High time for Government to upgrade its expectations of NBN Co

The Minister for Communications, Mr Paul Fletcher, has made it clear that the government will not provide any further equity or debt funding to NBN Co now that the rollout of the network is largely complete – see AFR ($$$). A total of $49 billion has been provided by the government thus far with NBN Co raising an extra $6.1 billion from the private sector through a debt placement in May 2020.

With the rollout complete and funding from government now finished what will guide the board and management of NBN Co in its plans going forward?

From its very beginning and during the rollout period the government has formalised its expectations of NBN Co in a letter to the board referred to as the ‘Statement of Expectations’ or SOE. The last formalised version of the SOE is dated 24th August 2016 when the rollout of the Multi Technology Mix (MTM) was getting into full swing.

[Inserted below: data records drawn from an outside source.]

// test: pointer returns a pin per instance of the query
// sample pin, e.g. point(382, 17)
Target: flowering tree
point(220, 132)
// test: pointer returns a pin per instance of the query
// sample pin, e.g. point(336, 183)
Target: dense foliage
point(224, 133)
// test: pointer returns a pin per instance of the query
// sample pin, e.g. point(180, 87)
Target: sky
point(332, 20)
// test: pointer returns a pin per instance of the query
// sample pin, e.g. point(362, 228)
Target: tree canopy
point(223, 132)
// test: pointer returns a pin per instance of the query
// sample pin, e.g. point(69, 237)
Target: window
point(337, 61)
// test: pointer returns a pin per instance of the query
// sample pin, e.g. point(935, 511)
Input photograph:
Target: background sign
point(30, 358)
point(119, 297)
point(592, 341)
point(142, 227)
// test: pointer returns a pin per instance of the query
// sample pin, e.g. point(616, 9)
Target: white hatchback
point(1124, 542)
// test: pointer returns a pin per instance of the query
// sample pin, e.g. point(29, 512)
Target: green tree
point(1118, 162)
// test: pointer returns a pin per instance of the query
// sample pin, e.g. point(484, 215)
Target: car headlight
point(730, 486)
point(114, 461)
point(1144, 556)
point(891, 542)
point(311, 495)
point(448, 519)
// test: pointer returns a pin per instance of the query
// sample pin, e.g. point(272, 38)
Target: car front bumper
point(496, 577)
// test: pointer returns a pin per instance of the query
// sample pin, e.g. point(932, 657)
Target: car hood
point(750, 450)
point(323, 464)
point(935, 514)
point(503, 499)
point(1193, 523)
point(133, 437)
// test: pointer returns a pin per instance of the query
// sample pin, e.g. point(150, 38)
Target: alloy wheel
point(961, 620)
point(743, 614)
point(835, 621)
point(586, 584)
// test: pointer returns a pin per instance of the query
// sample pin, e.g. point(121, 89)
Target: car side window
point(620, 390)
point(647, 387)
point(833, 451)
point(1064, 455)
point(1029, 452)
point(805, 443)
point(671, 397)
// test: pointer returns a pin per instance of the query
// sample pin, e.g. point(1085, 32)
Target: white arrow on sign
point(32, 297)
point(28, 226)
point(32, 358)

Previous versions had been issued in 2010 (by Labor) and 2014 (by the Coalition to formalise the change to the MTM).

The board of NBN Co has relied on these SOEs to guide its decision process in its use of taxpayers’ funds to build the network and endeavour to implement a range of government policy objectives, such as :

  • upgrade Australia’s broadband infrastructure to ensure download speeds of at least 25 Mbps for all and 50Mbps for 90% of the fixed line footprint.
  • operating the network on a wholesale only basis
  • structural separation of Telstra
  • increased retail market competition

There is still lively debate as to whether these policy objectives have been achieved. For example interference with legacy ADSL systems have required NBN Co to slow the speeds of some NBN services (see here) and many of NBN Co’s wholesale customers (Telstra, Optus, TPG Telecom and Vocus) have been complaining about NBN Co’s direct contact with customers in the enterprise market (see here). However, absent any push by government to change some of these policies,  NBN Co’s business approach is unlikely to be changed substantially in these areas.

With these objectives more or less achieved by NBN Co what will be its guiding principles going forward?

Clearly, an unstated goal will be to reach a financial sustainable position so it does not need to continually go to the debt markets for more funding for operating purposes. NBN Co’s recent debt raising achieves this objective to some degree as long as it meets its forecasts for positive overall cashflows by 2023. This will largely depend on its ability to activate another 1.5 million customers to hit its target of 8.6 million active customers in the same timeframe.

But otherwise what is the NBN Co board and management to take as its direction from here?

Privatisation of NBN Co has been a long term goal of both Coalition and Labor governments. Should the NBN Co board start preparing for such an eventuality without an explicit direction to do so? The only reference in the current SOE is that it “should retain optionality for future restructuring or disaggregation”. How can the board prepare for such an open-ended future?

How does NBN Co’s recent launch of higher download speeds on FTTP and HFC networks fit into the SOE? There is no explicit reference to providing higher speeds in the current SOE. Perhaps such an initiative can be justified as a ‘commercial entity operating in a market environment and can compete and innovate like other companies’. Can this be used to justify investments in the technology upgrades necessary to extend the speed upgrades to more customers beyond the low numbers where they are currently available?

The Minister has acknowledged that growth in broadband downloads is likely to ‘continue to rise strongly’ – see AFR ($$$). How should NBN Co respond to this market dynamic? Investments in upgraded technologies, especially to replace the FTTN technology, may not be commercially attractive, especially in the majority of areas where NBN Co does not face competition.

While there may be speculation about privatisation of NBN Co, the Minister has indicated this is ‘a number of years away’. With the rollout now all but over and the government closing the door to more funding the pressure will be on the NBN Co board to map a way forward. An update from the government on its expectations of NBN Co would certainly help.